As far as I’m concerned, this society has taken every effort to separate the human from it’s body, while simultaneously conditioning this same human to obssess over the representation of the body (AKA I hate my body and yet am addicted to its appearance). So for me, any method that brings the consciousness back into the body, interweaving the two, is a method I am interested in.

There are any number of methods that accomplish this. Sport, martial arts, etc. Yoga is an obvious one, but one whose very name sends latte-induced shivers down the backs of otherwise strong people. I leave it up to you to be discerning and separate out the minerals. Lambasting yoga for being materialistic cause it’s in the West is fun and all, but asumes that it wasn’t materialistic in the East. (Head check: look at any spiritual tome from ancient India and you’ll find any number of warnings against false gurus, so….)

Here’s it is.
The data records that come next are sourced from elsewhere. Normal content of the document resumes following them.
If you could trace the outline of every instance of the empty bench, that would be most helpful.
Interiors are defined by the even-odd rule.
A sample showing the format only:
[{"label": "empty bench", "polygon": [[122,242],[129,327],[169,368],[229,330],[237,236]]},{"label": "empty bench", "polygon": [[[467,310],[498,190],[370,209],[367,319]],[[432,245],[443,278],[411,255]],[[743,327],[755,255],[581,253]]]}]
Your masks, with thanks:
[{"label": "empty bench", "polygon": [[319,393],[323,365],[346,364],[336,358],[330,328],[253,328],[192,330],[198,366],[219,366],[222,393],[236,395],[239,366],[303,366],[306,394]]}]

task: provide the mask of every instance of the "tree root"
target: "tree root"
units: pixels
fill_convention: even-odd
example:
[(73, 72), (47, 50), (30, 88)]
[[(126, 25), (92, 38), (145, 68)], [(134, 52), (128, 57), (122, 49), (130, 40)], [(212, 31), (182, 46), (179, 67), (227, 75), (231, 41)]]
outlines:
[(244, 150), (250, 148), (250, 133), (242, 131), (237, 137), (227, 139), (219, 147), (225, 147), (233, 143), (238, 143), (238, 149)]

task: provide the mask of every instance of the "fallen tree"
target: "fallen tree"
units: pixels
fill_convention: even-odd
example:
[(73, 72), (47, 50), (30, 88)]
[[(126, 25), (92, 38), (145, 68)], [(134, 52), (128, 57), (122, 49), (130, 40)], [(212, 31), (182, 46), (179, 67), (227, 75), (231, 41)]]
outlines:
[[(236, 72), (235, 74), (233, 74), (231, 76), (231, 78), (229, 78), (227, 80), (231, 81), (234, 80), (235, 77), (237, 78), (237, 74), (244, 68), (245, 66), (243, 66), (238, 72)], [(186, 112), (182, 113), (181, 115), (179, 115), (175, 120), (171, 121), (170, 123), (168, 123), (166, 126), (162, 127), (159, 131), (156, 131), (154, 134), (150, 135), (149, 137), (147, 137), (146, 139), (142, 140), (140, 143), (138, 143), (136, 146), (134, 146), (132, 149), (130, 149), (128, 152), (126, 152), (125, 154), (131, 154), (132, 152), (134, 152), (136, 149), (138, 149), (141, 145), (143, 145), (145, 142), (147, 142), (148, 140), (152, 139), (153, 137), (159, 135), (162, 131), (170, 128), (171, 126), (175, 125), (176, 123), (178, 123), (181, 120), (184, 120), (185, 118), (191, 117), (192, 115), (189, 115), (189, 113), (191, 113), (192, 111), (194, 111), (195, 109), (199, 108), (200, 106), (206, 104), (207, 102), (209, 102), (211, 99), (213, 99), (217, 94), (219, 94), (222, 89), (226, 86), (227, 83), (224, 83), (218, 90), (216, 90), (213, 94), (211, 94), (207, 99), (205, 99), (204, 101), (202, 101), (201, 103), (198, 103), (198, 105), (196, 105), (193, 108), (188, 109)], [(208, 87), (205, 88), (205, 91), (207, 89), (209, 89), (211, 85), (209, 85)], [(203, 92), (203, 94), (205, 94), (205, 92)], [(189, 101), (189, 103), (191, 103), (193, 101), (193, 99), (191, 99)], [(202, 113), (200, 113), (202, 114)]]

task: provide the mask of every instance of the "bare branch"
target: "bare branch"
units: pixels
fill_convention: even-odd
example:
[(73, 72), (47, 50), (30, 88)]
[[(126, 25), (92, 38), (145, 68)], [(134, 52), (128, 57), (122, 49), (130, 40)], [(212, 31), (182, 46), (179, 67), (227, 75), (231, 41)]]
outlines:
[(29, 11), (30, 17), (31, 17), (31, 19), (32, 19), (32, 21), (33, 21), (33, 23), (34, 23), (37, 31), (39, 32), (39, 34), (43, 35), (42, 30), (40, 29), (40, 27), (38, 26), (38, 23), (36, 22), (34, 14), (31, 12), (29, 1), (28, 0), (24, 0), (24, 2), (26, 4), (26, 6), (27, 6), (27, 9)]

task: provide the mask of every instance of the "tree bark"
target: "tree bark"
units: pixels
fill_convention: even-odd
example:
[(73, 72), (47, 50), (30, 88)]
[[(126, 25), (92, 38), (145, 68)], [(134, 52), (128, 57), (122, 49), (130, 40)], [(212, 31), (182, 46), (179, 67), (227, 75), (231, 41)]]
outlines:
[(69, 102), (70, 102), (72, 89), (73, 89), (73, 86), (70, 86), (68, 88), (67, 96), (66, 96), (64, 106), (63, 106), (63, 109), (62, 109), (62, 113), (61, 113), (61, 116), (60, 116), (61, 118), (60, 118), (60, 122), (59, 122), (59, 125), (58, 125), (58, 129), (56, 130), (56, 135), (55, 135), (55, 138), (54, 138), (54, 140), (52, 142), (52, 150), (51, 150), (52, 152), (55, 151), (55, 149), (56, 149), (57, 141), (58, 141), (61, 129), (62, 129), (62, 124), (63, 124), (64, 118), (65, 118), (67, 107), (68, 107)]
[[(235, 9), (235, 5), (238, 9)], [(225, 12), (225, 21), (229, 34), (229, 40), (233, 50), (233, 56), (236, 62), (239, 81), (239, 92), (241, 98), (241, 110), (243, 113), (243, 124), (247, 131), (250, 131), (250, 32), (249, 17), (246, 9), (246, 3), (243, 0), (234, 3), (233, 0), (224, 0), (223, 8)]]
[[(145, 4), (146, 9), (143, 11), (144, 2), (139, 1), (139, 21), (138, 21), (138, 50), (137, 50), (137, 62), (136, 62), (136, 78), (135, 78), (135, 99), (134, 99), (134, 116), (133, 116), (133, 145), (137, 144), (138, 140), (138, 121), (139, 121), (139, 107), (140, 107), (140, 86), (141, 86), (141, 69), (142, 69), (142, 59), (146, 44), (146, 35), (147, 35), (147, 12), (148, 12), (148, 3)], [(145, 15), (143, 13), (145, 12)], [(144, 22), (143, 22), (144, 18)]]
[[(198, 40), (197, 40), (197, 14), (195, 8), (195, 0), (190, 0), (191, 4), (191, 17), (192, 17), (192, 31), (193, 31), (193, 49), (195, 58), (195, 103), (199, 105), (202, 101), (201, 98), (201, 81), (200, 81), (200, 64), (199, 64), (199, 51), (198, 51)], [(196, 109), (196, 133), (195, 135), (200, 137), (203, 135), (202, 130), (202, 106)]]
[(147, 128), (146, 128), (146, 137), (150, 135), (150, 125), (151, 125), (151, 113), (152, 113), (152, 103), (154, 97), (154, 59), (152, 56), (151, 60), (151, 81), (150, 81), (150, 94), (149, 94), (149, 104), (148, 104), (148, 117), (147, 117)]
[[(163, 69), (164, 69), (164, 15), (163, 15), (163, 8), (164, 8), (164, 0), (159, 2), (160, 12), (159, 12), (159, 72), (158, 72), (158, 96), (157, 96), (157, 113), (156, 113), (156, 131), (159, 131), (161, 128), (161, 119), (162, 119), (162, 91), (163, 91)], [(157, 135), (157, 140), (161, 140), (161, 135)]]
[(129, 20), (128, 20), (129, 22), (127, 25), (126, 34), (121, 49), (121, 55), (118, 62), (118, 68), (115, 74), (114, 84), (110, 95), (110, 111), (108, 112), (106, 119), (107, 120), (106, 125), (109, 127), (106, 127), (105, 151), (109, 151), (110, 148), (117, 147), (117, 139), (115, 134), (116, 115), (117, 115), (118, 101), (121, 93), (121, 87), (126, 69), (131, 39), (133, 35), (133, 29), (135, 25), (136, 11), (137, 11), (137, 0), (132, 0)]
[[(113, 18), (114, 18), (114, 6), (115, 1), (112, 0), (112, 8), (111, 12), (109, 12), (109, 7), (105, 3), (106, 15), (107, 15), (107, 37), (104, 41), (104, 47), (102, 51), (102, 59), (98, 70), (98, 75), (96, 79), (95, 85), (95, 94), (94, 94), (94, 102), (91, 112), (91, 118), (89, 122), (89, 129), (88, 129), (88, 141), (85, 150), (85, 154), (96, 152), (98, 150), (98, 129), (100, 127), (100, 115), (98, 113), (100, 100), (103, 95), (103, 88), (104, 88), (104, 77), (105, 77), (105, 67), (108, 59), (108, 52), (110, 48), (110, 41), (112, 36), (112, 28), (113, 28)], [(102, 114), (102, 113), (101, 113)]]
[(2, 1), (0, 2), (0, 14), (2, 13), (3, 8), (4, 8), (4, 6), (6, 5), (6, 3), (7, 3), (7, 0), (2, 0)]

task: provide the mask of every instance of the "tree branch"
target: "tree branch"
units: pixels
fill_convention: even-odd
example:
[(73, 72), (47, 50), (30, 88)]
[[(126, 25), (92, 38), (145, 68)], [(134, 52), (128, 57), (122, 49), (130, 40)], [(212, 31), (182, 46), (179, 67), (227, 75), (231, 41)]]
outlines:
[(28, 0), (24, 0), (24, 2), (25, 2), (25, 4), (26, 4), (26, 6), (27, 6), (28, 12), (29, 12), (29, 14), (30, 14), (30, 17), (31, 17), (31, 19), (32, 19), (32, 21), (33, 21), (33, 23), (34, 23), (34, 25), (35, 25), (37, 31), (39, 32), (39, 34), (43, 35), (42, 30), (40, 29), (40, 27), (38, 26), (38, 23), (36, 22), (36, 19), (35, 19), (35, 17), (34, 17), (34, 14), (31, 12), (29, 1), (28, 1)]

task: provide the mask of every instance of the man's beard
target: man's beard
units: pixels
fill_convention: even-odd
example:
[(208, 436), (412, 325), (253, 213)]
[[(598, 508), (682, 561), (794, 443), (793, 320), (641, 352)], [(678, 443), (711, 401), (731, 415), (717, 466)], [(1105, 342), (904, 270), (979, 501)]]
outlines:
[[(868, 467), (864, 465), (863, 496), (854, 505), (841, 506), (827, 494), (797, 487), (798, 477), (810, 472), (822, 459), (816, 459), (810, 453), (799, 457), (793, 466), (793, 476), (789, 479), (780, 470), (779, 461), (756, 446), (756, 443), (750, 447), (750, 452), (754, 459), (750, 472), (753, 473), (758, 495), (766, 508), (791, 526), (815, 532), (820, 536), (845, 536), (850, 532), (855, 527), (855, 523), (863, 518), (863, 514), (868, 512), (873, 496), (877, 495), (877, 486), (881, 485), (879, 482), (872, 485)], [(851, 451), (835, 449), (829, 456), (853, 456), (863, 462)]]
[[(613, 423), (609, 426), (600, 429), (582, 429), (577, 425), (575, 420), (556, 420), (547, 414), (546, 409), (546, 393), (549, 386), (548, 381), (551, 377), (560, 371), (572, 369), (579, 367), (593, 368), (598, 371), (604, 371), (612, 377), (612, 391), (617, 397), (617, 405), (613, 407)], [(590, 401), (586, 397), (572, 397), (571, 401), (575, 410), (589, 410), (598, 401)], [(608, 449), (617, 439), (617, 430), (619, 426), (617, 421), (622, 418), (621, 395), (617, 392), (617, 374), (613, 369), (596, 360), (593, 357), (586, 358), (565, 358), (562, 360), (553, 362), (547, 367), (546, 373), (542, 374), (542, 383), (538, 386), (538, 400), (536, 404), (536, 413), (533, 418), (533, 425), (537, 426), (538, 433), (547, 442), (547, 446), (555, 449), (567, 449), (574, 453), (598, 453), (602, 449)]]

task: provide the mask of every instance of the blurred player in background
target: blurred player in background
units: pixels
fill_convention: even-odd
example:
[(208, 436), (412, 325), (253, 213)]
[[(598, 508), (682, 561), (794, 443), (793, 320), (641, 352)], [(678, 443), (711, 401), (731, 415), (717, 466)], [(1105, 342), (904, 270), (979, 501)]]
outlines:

I’m going to be putting up some posts regarding what I have find out through direct experience and experimenting with my body. “What does it feel like to do this?” As the SSS has said, this new age will be the age of experience, where previously we were in the age of knowledge.I will write as much as I can on that in a few. Think: knowing about, versus, embodying the knowledge of.

I will also try and touch upon these fun topics:

How a cold shower in the morning will change your life (AKA heating your body from the inside-out)
Anarchism as the lens through which to view the world, not as a society of the like-minded

How when we see our religious garb (AKA costumes) as just that: costumes, we can finally wear them for the first time

Kundalini yoga as “working class yoga” (sayeth Sat Hari Singh)

Experimentation with body as radical rebellion

Osho’s take on religious dogma as the bandage for a weak and scared audience. GOD IS UNCERTAINTY!